There is nothing that can alleviate the power of the horrible things that have happened to Jake and I. No jokes, no blackberries, no "at least you have your health" that can remove the badness, the nothing-but-badness.

I can't seriously look on the bright side of anything painful anymore. Oh, I can still make the jokes, can still anticipate good things with hope... But I'm just not a real optimist anymore. And this makes me angrier than almost everything else. I have lost ME. I have lost my ability to see the proverbial glass as half-full. Now I wonder where on earth we'll get the money for another gallon of milk with which to fill the glass. I am smaller now. I am humbled, humiliated, powerless, and barely managing.

I would like to go to a protest. And scream among a few thousand other people. I would like to stand in a street with a million people who feel the sort of filthy hatred that I feel for the things I cannot change. I do not believe that going to a protest could change anything. (I did believe that, once. I believed my sign, taped to the door of a politician, influenced his vote... Now, I sort of doubt that he read it...) I would like to scream, and shout, and shake things that make noise, and wave signs about the unfairness of it all. I want the world to see the screaming and the shouting and the shaking and the waving that's going on in some unnamed organ in my chest.

You all should know that mandatory outpatient drug-and-alcohol counseling is a crock of motherfucking shit. You should know that the State of Washington took away my voice and my right to speak for myself, and because of it, my life and the life of my dearest friend, companion, and lover, are fucked up. You should know that the midwife, the ultrasound technicians, and the emergency room people did not tell me how serious my condition was. You should know that I'm living with people who really cannot afford to be supporting me, each of whom has his or her own troubles and pains. You should know that a girl from my school died in an incredibly tragic way, and now the whole world seems to be criticizing her, and my school, and my classmates and me. You should know that some asshole was calling my mother and harassing her because she wouldn't tell him where I lived or how to get in touch with me. You should know that sometimes, like now, I feel like I'm hanging over the edge of a cliff, and there aren't any strawberries to grab onto.

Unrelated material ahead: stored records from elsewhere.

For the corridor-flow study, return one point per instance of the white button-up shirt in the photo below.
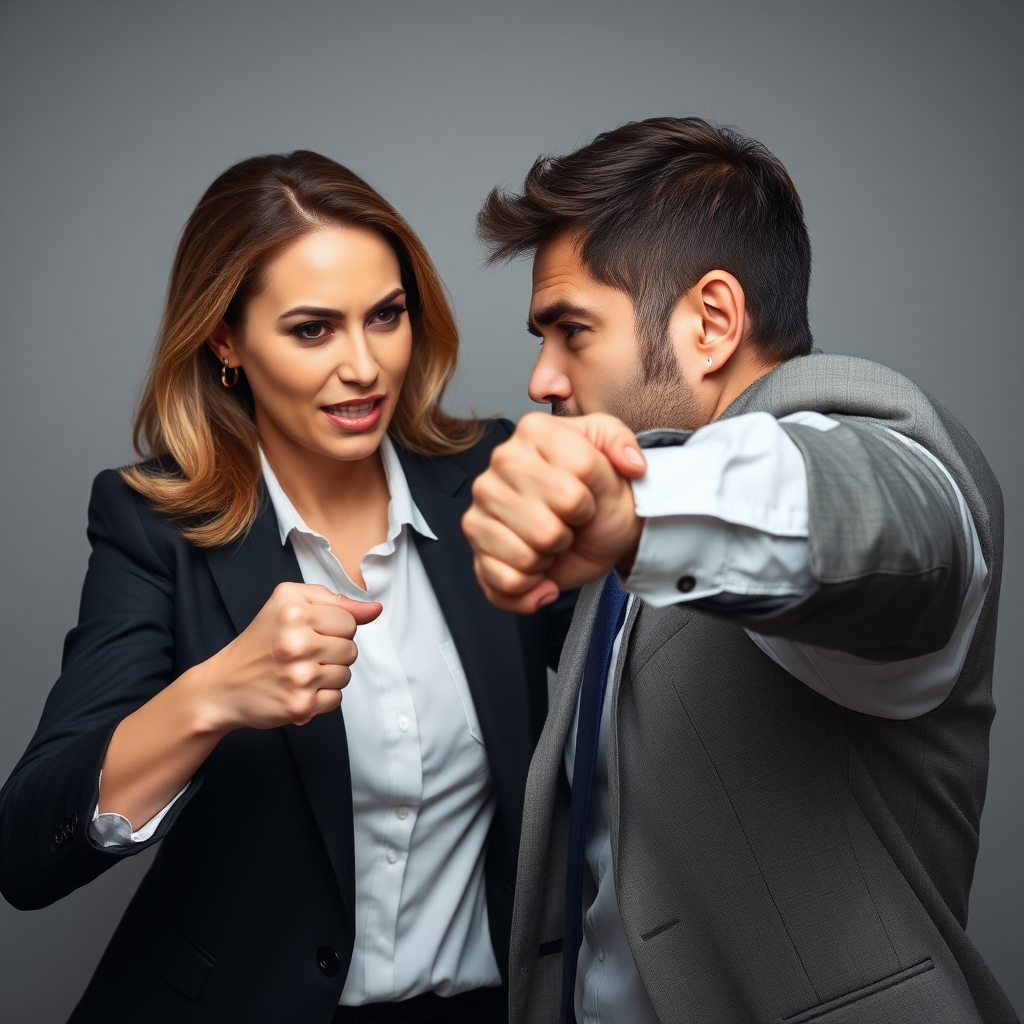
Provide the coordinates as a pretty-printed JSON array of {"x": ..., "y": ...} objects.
[
  {"x": 730, "y": 509},
  {"x": 422, "y": 794}
]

I'm not really loud enough to project all of those things on my own. I would like a million other people to stand with me and shout those things. Or to shout anything, really. Anger is anger is anger. I could be standing on a bridge yelling, "FUCK IRAQ! LET'S BOMB THEM! NAPALM THEIR SCHOOLS!" and right now, it really wouldn't matter much. The anger within me is beyond words; the words don't matter, because none of them are hateful enough to express things adequately. Even the cause doesn't really matter.

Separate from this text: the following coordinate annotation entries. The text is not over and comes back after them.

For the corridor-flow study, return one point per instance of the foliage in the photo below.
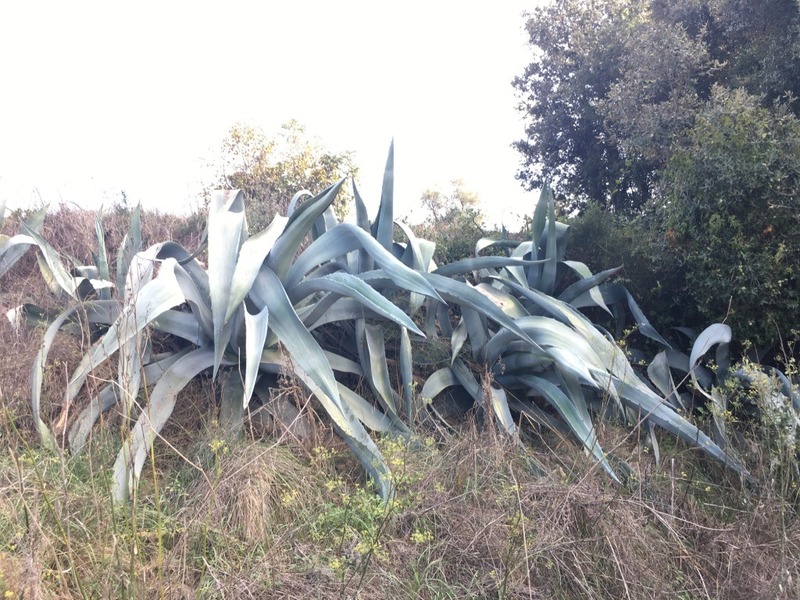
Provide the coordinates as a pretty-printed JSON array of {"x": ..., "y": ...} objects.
[
  {"x": 516, "y": 340},
  {"x": 270, "y": 170},
  {"x": 615, "y": 86},
  {"x": 453, "y": 222}
]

So the United States is going to war.

The biological/evolutionary purpose of human beings is to create better human beings to populate the world.

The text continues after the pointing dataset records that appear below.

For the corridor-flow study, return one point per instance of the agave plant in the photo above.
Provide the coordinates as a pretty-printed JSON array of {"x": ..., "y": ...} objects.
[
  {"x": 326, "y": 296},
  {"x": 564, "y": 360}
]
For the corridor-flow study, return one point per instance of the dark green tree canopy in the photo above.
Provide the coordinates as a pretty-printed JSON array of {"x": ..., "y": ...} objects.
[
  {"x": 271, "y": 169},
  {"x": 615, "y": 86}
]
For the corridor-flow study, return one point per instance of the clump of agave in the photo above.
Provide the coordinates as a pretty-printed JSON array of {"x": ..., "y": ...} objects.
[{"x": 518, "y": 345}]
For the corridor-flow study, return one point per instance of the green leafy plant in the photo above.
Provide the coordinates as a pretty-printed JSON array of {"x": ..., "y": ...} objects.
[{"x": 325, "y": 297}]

As I see it, the world is currently populated with fools and assholes, and I have failed at my biological/evolutionary purpose.

I haven't given up completely; I still don't want a nuke to hit anything. But I think I'm angry enough to not give a shit if bombs rain down on this ugly world. Big, flaming, black-and-red bombs, like in Saturday morning cartoons. I want them to pummel the earth. I want them to make dents and craters. I want other people to hurt, so I know I'm not the only one. I want some folks to get machine-gunned: my ex-landlady, myriad irritating people on busses and in movie theaters, select police officers and extremists of various political and religious viewpoints, a few awful drug-and-alcohol counselors, a number of ex-bosses, that stupid band Tatu...

War barely matters. I don't LIKE it. And I suppose logically, I would rather NOT have a war, and I do agree with this Daschle fellow who said that Bush's diplomatic endeavors were crappy (if they hadn't "failed," as this dude said, we wouldn't go to war, RIGHT? So, yes, they failed... Why is everybody jumping down his throat over THAT?).

But really, I'm too pissed off to give much of a shit. And I don't have the power to change anything anyway. And really, I am really, really angry.

...Which is why I don't give a shit what bridge I protest from. I just want to yell.